Laura watches the dogs barking as Loretta tries vainly to make them stop. "Loretta-" Loretta turns and looks at her. "You didn't hear anything? The night someone set fire to this house?"

She looks frightened, and it's Malcolm who answers. "What're you driving at?"

"What about you, Mr. Marcall? The night you heard someone tampering with your car? What ELSE did you hear?"

"Hear? Uh -Hear? Retta, will you shut the damn dogs up?"

"Heel!" Loretta commands. The dogs are quiet.

"You didn't hear the dogs," Laura says quietly. Malcolm looks at Loretta, who's looking at Laura.

"Loretta?" Malcolm says. The dogs sense Loretta's fear and become active again, jumping at Steele.

"Will you HEEL!" she yells. Malcolm is in shock. She looks at him. "Oh, Malcolm. What did you want me to do? Take you to divorce court?"

"Mrs. Marcall," Steele begins, but the dogs jump and begin to bark once again - and this time everyone leaps out of the way. Steele onto the bar, Angela onto a desk, Janet and Megan onto chairs, and Laura leaps onto the mantle.

Loretta tells Malcolm, "You selfish, no good son of a -." Steele tries to get down, but the dogs send him back to his perch, as he frets about not being able to do anything.

"Now, Loretta," Malcolm says, nervous himself.

"I put you through school, remember? I'm the one who cooked your meals- washed your clothes and worked as a waitress, getting her fanny pinched, until you passed your bar exam. Do you remember that, Malcolm?"

"I loved you for doing that," he tells her.

"SURE you loved me. You BETTER love me. I INVESTED in you, Malcolm. We invested in each other. I worked through my eighth month of pregnancy for you. And after the baby was born, I kept on working so you could clerk. And when you started your own practice, who did the books and answered the phone for the first year and a half? I thought we were partners."

"We ARE," he says, still without a clue.

"Then who are you to announce that you're quitting law?! Huh?! Just when my half of the investment was beginning to pay off? What the hell right have you got to throw in the towel without asking me, Malcolm?!"

The dogs start growling again, and the doorbell rings, distracting Loretta, giving Steele the chance to jump down and grab her by the shoulders, using her as a shield from the dogs. "I believe the word for tonight is "heel"," he tells her. "If you would kindly do the honors."

"Heel," she says. Everyone else comes from their perches.

"Man's best friends?" Laura asks Steele.

"Yes," he agrees. "If one leads a truly lonely life." Megan heads for the door, with Laura and Steele close behind, leaving Malcolm staring at Loretta in shock.

Megan opens the door, only to find Beth there in the arms of her husband.

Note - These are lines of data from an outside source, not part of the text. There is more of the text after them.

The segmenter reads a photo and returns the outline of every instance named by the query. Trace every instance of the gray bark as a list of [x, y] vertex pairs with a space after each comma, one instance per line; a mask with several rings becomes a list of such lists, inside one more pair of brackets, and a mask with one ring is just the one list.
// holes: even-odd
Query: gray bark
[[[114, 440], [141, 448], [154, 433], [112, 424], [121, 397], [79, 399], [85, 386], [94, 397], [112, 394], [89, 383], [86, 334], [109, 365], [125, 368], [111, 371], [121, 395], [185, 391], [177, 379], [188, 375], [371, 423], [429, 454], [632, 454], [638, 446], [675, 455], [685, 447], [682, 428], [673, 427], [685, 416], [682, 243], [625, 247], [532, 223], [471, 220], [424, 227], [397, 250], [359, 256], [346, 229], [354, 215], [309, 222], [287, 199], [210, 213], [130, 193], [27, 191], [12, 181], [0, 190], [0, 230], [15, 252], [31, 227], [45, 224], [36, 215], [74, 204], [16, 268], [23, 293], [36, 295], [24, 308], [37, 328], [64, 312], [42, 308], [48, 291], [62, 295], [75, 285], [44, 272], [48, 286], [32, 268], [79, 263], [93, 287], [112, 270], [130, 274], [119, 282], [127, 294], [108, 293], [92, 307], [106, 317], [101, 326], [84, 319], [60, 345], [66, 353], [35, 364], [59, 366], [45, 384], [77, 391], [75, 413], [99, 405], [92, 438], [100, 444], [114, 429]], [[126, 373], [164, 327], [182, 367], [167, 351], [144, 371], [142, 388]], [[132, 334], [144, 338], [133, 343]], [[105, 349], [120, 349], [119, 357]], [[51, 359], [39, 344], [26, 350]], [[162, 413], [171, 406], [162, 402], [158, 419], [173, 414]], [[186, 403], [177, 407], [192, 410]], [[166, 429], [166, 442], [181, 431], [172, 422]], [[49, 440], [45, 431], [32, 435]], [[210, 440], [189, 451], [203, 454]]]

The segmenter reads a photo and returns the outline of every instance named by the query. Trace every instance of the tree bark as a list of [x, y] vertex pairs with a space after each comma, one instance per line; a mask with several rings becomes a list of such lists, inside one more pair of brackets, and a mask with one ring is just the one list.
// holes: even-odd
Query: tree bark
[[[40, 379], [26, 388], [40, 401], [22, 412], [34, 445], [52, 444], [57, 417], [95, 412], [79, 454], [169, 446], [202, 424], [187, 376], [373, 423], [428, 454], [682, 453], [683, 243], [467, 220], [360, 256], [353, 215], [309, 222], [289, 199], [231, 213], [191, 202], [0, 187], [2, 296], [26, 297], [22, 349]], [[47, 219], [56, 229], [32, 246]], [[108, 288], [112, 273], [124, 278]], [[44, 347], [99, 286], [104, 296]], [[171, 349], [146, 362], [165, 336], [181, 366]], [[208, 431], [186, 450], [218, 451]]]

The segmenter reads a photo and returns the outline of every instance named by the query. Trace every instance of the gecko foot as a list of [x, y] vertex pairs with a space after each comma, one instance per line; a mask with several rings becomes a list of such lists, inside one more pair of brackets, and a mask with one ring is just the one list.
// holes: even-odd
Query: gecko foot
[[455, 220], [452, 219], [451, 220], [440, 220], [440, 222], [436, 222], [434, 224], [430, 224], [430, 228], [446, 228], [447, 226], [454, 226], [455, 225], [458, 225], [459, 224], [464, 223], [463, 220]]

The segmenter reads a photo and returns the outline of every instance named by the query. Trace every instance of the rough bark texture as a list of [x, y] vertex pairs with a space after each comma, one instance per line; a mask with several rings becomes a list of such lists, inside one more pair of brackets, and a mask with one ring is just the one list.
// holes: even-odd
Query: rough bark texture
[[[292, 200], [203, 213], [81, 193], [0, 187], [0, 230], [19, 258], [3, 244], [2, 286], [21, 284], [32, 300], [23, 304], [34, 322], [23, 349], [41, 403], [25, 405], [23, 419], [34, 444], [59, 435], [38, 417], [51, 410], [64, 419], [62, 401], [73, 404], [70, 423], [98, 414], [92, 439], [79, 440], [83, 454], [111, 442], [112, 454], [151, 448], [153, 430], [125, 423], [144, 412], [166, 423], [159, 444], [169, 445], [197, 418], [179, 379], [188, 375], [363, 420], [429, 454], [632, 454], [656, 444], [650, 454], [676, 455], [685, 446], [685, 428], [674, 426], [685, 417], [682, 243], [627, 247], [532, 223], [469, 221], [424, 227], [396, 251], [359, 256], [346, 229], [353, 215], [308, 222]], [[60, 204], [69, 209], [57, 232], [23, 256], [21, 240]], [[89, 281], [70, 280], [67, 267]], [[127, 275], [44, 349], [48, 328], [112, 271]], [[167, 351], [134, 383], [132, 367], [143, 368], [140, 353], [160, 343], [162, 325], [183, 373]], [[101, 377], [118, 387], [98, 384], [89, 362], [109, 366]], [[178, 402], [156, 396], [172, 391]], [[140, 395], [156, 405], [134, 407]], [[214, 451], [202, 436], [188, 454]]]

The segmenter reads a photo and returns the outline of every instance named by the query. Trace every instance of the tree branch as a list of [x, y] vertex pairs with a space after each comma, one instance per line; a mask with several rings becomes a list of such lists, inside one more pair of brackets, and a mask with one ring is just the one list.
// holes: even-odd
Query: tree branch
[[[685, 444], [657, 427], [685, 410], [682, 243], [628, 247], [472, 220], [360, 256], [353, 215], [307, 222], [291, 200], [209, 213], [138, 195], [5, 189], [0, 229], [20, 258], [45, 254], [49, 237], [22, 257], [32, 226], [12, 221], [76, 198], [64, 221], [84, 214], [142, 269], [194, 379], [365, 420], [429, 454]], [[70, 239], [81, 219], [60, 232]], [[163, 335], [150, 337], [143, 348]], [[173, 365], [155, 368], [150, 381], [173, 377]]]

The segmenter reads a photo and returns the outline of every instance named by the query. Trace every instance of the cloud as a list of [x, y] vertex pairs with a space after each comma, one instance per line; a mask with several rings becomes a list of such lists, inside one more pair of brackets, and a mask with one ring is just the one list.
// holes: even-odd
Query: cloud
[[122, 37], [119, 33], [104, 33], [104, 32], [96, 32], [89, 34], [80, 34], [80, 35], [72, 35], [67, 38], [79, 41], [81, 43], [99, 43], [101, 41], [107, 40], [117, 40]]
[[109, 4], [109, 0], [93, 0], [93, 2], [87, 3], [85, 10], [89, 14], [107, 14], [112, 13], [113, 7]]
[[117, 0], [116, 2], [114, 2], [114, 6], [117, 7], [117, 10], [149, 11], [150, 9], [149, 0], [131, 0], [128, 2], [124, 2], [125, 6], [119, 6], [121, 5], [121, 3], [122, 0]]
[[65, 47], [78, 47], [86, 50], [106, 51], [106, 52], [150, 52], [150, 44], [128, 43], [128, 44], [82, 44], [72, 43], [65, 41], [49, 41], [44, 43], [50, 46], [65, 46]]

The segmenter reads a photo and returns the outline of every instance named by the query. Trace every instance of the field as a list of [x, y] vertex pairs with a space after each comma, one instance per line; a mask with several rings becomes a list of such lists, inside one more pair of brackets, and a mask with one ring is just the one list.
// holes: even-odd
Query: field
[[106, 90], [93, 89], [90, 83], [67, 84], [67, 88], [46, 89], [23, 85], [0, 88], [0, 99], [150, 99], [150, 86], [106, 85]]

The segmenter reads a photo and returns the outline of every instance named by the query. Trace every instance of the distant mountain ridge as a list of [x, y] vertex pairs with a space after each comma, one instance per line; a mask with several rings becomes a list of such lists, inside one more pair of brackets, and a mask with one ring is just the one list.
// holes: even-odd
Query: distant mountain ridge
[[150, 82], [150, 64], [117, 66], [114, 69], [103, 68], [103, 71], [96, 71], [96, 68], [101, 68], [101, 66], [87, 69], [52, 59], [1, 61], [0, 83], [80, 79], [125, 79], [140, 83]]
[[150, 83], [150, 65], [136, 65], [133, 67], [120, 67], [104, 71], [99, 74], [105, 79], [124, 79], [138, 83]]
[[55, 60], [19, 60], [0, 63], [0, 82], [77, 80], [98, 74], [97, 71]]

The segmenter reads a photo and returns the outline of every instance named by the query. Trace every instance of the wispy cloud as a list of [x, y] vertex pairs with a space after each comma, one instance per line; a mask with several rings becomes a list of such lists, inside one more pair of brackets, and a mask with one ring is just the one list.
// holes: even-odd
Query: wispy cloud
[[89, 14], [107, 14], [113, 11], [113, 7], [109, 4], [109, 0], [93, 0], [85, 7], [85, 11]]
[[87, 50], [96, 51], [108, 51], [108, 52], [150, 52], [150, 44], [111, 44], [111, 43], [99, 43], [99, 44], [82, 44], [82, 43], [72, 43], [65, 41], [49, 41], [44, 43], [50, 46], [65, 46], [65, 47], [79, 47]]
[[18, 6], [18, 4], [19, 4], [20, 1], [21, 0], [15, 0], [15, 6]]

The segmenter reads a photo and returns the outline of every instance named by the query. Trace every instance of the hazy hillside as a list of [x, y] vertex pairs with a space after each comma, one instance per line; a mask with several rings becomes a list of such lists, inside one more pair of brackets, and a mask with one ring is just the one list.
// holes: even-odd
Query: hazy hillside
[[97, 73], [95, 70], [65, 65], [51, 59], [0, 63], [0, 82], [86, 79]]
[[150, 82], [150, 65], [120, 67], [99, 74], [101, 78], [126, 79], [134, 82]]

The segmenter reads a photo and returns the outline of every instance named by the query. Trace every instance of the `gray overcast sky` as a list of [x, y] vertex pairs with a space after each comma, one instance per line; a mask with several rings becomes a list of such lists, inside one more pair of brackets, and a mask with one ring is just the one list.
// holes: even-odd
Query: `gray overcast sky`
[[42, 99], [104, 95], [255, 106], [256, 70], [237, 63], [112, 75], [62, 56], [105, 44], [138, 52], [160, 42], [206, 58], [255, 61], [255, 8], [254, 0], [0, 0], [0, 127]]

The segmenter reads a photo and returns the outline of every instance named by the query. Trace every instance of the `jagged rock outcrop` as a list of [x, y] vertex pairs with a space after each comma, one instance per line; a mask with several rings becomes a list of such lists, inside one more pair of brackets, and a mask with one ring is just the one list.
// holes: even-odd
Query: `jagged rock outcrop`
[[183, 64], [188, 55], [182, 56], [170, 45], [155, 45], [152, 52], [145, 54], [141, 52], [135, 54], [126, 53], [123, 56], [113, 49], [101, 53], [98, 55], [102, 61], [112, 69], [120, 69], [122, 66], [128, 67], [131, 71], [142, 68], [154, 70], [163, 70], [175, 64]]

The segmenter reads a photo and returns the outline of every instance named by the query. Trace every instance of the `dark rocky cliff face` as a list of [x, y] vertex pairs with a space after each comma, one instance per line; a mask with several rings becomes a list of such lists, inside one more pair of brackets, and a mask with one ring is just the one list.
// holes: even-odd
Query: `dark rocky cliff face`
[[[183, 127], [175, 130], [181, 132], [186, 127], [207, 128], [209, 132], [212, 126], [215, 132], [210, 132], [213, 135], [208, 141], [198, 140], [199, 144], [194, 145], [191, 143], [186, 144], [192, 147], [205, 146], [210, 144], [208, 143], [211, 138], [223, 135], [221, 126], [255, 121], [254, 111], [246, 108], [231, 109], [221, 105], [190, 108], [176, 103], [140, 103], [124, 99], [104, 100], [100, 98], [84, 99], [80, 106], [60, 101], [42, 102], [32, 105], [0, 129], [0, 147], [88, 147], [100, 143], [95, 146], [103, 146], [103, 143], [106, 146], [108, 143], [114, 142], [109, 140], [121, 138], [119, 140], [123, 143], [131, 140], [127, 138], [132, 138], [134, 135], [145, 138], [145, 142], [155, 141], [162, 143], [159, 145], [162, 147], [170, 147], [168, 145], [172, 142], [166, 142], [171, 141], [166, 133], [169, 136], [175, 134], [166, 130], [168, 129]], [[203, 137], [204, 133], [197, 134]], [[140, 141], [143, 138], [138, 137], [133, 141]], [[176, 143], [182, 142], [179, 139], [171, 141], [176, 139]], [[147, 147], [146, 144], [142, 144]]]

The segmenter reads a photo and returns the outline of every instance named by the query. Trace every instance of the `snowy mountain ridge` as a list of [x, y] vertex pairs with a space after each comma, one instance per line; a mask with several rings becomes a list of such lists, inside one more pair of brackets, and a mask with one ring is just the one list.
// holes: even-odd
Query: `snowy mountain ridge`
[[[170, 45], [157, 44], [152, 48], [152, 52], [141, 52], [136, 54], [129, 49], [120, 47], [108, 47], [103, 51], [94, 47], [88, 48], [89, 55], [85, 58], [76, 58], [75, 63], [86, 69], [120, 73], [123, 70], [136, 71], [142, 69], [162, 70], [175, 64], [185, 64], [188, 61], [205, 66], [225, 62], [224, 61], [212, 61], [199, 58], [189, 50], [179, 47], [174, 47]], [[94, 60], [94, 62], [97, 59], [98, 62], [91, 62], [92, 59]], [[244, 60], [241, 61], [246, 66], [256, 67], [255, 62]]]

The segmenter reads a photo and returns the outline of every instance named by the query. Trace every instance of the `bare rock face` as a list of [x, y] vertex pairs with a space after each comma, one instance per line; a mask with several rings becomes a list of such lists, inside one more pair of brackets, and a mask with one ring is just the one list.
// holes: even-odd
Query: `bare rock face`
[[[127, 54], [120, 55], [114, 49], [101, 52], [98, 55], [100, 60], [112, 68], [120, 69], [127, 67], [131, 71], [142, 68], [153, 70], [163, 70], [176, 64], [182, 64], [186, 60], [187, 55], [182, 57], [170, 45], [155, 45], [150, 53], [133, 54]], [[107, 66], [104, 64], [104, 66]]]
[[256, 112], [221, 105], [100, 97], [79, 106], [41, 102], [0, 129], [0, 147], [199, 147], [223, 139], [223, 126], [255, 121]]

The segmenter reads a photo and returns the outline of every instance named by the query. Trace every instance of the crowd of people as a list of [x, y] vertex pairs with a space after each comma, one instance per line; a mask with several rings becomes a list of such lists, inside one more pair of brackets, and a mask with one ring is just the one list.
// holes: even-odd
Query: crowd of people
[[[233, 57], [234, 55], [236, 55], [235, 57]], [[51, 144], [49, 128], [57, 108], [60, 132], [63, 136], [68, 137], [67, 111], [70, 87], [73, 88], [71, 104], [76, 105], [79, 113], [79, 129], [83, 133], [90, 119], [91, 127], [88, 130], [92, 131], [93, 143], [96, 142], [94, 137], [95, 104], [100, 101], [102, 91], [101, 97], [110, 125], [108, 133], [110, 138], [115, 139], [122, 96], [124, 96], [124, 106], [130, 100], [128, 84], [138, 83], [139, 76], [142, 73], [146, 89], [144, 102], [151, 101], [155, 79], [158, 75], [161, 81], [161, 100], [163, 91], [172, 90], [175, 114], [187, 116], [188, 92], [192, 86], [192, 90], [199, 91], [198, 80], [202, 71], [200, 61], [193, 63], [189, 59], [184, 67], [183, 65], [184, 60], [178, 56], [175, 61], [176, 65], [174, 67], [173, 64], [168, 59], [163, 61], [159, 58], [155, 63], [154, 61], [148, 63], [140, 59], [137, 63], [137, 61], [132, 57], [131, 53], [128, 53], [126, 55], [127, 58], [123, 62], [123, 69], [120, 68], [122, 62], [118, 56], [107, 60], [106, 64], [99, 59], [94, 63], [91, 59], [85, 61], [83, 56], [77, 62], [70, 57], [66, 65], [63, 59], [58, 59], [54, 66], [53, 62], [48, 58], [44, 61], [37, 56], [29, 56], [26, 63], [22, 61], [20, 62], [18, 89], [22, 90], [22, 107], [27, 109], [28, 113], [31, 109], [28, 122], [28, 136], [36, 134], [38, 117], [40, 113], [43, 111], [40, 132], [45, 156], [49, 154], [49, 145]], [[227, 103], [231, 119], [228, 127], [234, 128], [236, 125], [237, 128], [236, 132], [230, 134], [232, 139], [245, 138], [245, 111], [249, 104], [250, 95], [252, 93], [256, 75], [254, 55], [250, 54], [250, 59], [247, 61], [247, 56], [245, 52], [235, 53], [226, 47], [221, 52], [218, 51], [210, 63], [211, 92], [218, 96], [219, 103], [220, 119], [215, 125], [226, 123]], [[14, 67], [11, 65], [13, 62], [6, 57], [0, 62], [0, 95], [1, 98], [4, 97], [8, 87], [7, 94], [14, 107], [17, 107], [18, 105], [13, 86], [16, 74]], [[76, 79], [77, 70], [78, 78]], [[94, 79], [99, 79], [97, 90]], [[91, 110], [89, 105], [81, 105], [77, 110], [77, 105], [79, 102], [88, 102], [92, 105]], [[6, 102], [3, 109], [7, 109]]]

Laura and Steele watch from nearby as the couple finishes kissing. When they part, Beth looks embarrassed. "Oh, I was just waiting for somebody to answer the door- and - Roger came up the path, and-" Laura smiles. "There was no place to go- One thing led to another, and- oh, well," she takes his arm and they turn and leave together.

Laura rests her head on Steele's shoulder. "Isn't love lovely?" she asks.


At the driving range, Laura is practicing her swing while Steele watches. "Vast improvement," he tells her.

"Thank you."

He looks at her. "How did you know?"

"I didn't. Not until you started speaking. And I realized no one could enter that house without those dogs barking. And that no one had ever mentioned HEARING them bark. Not Loretta, not Malcolm, when he heard someone, and not me, the night he called about the gunshots."

"Loretta always silenced the dogs so as not to give herself away," Steele says.

"Exactly. That, and - her serving wine- "

"What about the car?" he asks.

"She had it professionally done. Told the mechanic that she couldn't adjust to the European shifting pattern, and could he regear it."

She addresses the ball and swings. Steele comes up behind her. "Handsome shot, Mrs. Peppler," he comments.

Laura looks at him and smiles as he kisses his fingers in salute.